Ci sono specifiche aree del cervello che si attivano quando si dice una bugia. Ora queste aree possono essere viste "all'opera" con una speciale tecnica, l'imaging neurale, che mostra una sorta di impronta digitale della menzogna.
Lo rivela una ricerca pubblicata sulla rivista scientifica Plos One e realizzata da Alice Proverbio, Maria Elide Vanutelli e Roberta Adorni del dipartimento di Psicologia dell'Università di Milano-Bicocca. Le aree del cervello più attive nella costruzione delle bugie, spiegano le ricercatrici, sono la regione frontale e pre-frontale dell'emisfero sinistro e la corteccia cingolata anteriore.
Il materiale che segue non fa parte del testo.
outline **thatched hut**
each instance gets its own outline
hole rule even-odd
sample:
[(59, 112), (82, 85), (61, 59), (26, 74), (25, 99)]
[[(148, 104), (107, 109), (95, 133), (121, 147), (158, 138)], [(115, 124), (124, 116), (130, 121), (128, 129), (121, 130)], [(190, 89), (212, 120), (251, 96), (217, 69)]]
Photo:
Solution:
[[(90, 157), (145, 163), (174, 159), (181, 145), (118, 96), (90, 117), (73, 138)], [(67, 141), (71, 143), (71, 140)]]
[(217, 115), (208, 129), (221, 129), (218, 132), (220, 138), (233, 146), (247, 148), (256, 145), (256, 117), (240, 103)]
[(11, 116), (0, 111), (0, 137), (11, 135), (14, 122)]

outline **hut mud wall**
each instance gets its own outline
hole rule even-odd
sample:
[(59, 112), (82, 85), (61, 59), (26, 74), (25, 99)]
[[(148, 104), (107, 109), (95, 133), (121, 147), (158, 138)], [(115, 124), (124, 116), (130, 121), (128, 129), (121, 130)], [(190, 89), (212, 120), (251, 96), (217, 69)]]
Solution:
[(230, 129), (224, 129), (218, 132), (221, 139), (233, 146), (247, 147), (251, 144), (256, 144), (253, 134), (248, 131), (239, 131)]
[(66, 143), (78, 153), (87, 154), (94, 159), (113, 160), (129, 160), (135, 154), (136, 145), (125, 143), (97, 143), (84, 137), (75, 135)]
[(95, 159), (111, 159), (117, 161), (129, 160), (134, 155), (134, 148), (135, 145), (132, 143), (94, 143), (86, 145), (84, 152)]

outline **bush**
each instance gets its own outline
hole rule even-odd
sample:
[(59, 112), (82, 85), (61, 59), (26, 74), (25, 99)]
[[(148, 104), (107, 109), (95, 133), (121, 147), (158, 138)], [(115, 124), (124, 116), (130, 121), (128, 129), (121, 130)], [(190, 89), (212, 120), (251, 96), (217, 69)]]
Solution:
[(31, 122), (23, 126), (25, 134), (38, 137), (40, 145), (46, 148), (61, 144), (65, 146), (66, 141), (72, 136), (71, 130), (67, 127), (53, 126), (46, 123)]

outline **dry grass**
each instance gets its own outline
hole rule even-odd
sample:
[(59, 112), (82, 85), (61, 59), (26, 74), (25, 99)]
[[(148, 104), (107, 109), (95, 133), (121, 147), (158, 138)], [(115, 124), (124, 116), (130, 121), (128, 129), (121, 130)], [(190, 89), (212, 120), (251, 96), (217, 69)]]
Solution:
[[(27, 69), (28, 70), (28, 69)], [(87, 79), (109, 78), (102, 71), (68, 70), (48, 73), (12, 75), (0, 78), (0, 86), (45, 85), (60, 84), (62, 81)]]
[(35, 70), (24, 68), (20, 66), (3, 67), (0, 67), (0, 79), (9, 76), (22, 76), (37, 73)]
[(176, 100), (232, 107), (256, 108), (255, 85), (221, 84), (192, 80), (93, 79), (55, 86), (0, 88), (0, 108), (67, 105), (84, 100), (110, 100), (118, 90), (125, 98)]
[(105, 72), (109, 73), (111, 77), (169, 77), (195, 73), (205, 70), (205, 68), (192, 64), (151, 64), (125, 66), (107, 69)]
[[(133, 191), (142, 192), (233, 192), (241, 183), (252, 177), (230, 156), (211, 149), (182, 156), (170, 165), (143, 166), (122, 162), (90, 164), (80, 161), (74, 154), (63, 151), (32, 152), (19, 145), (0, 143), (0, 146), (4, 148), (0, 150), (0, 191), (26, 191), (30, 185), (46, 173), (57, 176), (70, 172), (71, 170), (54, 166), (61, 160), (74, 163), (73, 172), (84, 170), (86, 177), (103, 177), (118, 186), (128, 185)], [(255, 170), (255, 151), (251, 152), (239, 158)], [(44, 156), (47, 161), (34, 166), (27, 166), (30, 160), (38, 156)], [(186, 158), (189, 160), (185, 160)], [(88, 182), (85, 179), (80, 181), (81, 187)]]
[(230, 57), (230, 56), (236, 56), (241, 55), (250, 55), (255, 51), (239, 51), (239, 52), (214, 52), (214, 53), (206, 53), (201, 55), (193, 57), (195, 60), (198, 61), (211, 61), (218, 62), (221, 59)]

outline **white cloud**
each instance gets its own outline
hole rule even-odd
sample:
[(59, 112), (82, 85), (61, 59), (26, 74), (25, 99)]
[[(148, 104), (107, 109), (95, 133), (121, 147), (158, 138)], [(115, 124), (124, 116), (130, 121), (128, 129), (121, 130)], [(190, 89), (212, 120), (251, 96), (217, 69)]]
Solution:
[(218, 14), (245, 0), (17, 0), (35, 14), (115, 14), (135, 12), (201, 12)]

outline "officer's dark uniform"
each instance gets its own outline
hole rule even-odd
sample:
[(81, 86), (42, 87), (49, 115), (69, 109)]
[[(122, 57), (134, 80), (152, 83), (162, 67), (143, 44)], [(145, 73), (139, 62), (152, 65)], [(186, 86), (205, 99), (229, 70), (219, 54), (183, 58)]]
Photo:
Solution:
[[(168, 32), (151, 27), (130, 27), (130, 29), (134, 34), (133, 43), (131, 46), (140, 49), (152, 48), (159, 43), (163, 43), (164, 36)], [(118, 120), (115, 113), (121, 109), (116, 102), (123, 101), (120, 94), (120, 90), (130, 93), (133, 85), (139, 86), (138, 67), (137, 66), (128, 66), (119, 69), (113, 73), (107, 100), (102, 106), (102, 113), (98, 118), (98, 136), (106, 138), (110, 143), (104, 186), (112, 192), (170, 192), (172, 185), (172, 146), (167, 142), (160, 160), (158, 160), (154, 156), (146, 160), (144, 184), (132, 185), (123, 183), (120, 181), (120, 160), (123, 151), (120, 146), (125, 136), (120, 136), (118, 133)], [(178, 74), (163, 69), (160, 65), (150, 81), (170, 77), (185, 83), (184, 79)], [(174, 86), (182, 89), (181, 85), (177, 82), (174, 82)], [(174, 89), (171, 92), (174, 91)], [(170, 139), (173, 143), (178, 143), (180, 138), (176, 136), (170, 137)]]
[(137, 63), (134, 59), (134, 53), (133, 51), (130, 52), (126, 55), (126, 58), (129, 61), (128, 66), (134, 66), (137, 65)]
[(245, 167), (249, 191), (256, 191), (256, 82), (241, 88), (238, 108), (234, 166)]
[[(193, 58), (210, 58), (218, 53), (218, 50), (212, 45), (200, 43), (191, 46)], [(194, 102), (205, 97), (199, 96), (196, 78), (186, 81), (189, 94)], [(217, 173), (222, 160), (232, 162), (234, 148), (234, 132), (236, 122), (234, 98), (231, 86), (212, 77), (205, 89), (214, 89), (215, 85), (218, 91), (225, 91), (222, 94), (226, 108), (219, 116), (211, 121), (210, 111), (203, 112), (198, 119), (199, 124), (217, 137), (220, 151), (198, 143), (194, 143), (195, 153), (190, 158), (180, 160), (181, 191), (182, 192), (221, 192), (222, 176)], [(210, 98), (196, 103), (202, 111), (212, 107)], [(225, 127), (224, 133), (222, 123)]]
«Attraverso l'elettrofisiologia cognitiva - aggiunge Alice Proverbio, coordinatrice della ricerca - siamo in grado di vedere come reagisce il cervello di una persona quando riconosce qualcosa di familiare». Inoltre, è possibile stabilire quando una persona sta mentendo «poichè il cervello produce una risposta bioelettrica inconfondibile, chiamata N400, che riflette il tentativo di sopprimere l'informazione riconosciuta come vera»: è questa l'impronta digitale unica della bugia. Rispetto alla cosiddetta macchina della verità, «che si basa sulla misurazione di aspetti fisiologici come sudore e battito cardiaco per individuare chi mente - conclude l'esperta - il nostro metodo misura anche l'effetto cerebrale delle emozioni provate durante l'interrogatorio. L'attività mentale, misurata attraverso le variazioni elettriche delle risposte cerebrali, è un indicatore molto più affidabile di quella solo periferica».